Ebbene sì. Quella chilometrica pasta che abbiamo passato ore, nell’infanzia, a spezzare a mano per conto delle nostre madri, finché non ci spuntavano vesciche e tumefazioni (leggere, per carità), hanno provocato in Freud una riflessione a cui probabilmente nessuno di noi aveva pensato (altrimenti probabilmente, nonostante la tenera età, molti maschietti si sarebbero rifiutati di prestarsi al servizievole impiego).
In quello spezzare a mano gli zitoni, le madri e le mogli intendevano inconsciamente castrare il genere maschile. Figli, mariti, non ha importanza. La cosa si configurava come un’estremizzazione particolarmente macabra dell’invidia del pene. Il risveglio di Thanatos, di fronte all’impossibilità di ottenere un piacere destinato al genere maschile, ed una reazione simbolica sulla scia del “muoia Sansone e tutti i filistei”.
Se pensate che questo sia un po’ troppo, sappiate che non avete ancora letto niente. C’è chi tra noi, di fronte ad un bel piatto di ragù, non riesce proprio a trattenersi. E terminata la mangiata, chiede il bis, da attingere al pentolone di mezzo metro, da cui ancora tracimano carne e pomodoro. Chi esagera col ragù, fa incesto con la propria madre.
Non scandalizzatevi. Non è detto Freud abbia ragione. Se proprio dobbiamo sbilanciarci, siamo assolutamente certi che Freud non abbia ragione. Ma come non vedere in questa forzatura un richiamo esageratamente cercato al complesso di Edipo, per il quale i figli amano le madri, e le figlie amano i padri, fino a divenire gelosi dei propri genitori?
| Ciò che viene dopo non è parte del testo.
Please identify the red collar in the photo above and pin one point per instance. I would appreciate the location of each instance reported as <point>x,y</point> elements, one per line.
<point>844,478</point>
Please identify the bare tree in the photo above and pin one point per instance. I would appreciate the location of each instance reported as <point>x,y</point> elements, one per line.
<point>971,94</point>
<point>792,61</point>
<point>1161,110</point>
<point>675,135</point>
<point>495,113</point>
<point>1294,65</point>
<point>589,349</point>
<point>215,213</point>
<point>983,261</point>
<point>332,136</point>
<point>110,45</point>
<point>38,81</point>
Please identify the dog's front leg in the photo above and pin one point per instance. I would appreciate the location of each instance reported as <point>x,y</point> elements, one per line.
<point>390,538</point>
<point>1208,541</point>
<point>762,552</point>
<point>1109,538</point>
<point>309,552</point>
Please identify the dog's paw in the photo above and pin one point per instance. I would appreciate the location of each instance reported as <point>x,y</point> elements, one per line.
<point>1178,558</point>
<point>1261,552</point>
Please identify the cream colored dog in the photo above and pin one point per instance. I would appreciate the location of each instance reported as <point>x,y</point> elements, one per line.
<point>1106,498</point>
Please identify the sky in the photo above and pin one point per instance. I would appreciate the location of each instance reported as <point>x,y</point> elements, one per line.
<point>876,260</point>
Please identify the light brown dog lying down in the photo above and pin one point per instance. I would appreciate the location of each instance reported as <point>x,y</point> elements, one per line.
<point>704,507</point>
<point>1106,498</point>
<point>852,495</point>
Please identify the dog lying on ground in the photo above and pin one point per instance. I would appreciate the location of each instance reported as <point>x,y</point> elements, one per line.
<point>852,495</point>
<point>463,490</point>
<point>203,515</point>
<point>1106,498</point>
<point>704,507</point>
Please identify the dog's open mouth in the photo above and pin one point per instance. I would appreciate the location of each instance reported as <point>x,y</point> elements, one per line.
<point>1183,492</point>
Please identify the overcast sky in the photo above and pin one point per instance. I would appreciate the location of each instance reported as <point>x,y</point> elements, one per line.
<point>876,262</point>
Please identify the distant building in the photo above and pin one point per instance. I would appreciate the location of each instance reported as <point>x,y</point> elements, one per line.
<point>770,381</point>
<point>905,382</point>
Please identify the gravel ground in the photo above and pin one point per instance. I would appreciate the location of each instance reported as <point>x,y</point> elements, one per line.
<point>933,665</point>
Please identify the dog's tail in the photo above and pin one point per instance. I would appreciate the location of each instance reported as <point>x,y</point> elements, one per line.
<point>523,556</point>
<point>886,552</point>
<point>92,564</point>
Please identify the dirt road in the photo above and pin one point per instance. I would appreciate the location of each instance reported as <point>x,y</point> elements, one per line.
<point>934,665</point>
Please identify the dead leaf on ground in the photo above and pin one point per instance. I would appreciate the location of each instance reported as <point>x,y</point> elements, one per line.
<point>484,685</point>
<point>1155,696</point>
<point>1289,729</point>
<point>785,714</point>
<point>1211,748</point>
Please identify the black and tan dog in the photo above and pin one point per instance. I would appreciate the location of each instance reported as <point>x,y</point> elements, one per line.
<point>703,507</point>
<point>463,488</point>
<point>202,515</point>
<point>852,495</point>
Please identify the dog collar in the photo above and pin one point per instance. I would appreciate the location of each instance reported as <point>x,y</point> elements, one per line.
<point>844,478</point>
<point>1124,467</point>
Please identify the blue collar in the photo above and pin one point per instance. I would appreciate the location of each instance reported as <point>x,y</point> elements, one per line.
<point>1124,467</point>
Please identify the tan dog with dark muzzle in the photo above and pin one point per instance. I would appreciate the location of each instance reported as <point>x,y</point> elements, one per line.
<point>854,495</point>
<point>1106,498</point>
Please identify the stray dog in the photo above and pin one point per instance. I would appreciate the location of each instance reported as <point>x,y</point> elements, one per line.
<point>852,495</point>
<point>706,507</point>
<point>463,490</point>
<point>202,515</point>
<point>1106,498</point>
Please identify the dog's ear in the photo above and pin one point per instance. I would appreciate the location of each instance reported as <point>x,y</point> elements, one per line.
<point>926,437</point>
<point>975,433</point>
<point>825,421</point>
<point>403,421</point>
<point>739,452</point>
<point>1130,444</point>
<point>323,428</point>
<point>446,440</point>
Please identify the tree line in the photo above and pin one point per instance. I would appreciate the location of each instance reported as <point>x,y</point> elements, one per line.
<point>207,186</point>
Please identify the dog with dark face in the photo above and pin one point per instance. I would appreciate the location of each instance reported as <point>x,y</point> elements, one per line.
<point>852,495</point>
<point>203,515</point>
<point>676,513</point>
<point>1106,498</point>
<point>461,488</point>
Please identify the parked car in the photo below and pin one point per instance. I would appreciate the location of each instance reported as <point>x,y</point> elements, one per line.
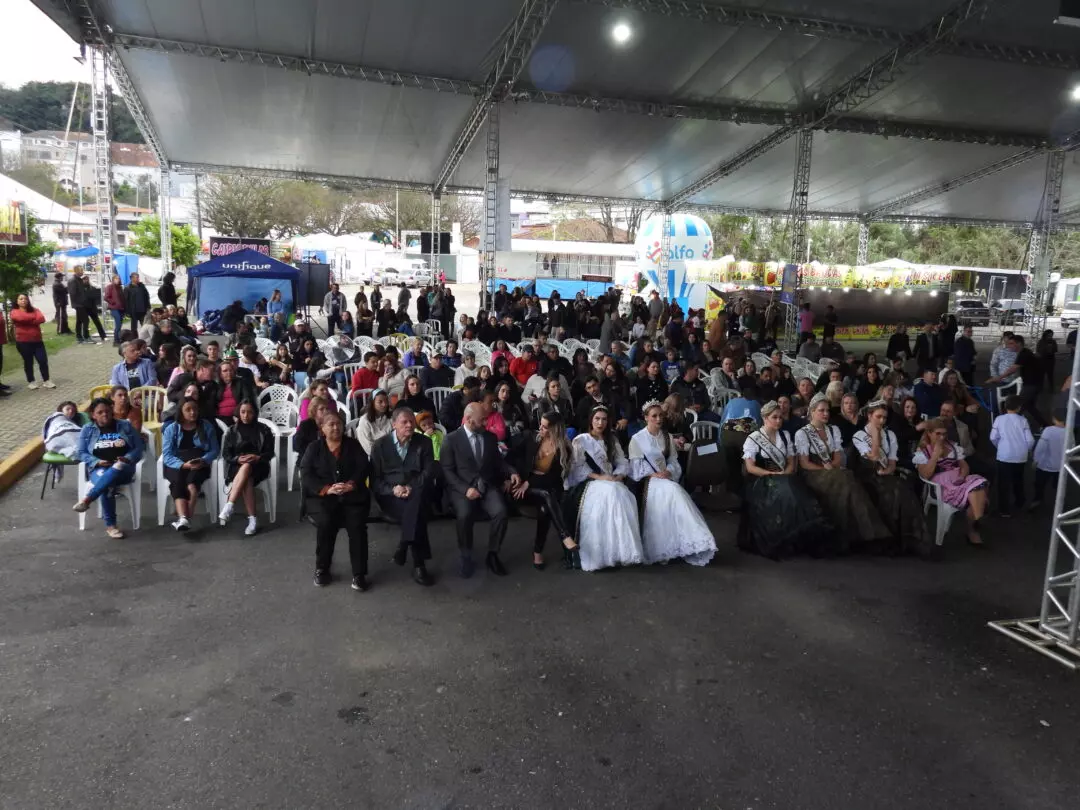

Furono le madri napoletane, quindi, portatrici di tutti questi equivoci, agli occhi di quel Freud che nel 1902 assaggiò per la prima volta il ragù napoletano? Madri amorevoli e volitive, forti e servizievoli, solari e lunari, sorridenti ma inquiete, trasparenti e misteriose. O piuttosto le sue riflessioni scaturirono dalla forte impressione che gli lasciò quel sapore indescrivibile, proveniente dal sapiente equilibrio di carne pomodoro e zitoni?
Non lo sapremo mai, ma una cosa è certa: gli zitoni che servirono a Freud erano al dente. Non potevano essere diversamente da così, altrimenti non staremmo parlando di Napoli. E pensavate forse che l’ossessione per la perfezione di quella cottura, quel tirare la pasta poco prima che possa essere considerata cotta, sulla soglia della crudezza, non ingenerasse nella mente fervida di Sigmund qualche altra chicca succulenta?
Ma certo. Prediligere questo tipo di cottura, per il ragù come per tanti altre pietanza che hanno nella pasta una nobile protagonista o coprotagonista, per Freud significa terra d’incontro tra il duro e il molle, tra il maschile ed il femminile, con una spiccata attenzione a che la femminilità delle napoletane non soggiaccia senza contesa alla virilità dei napoletani. Una guerra all’ultimo sangue. Una guerra color ragù.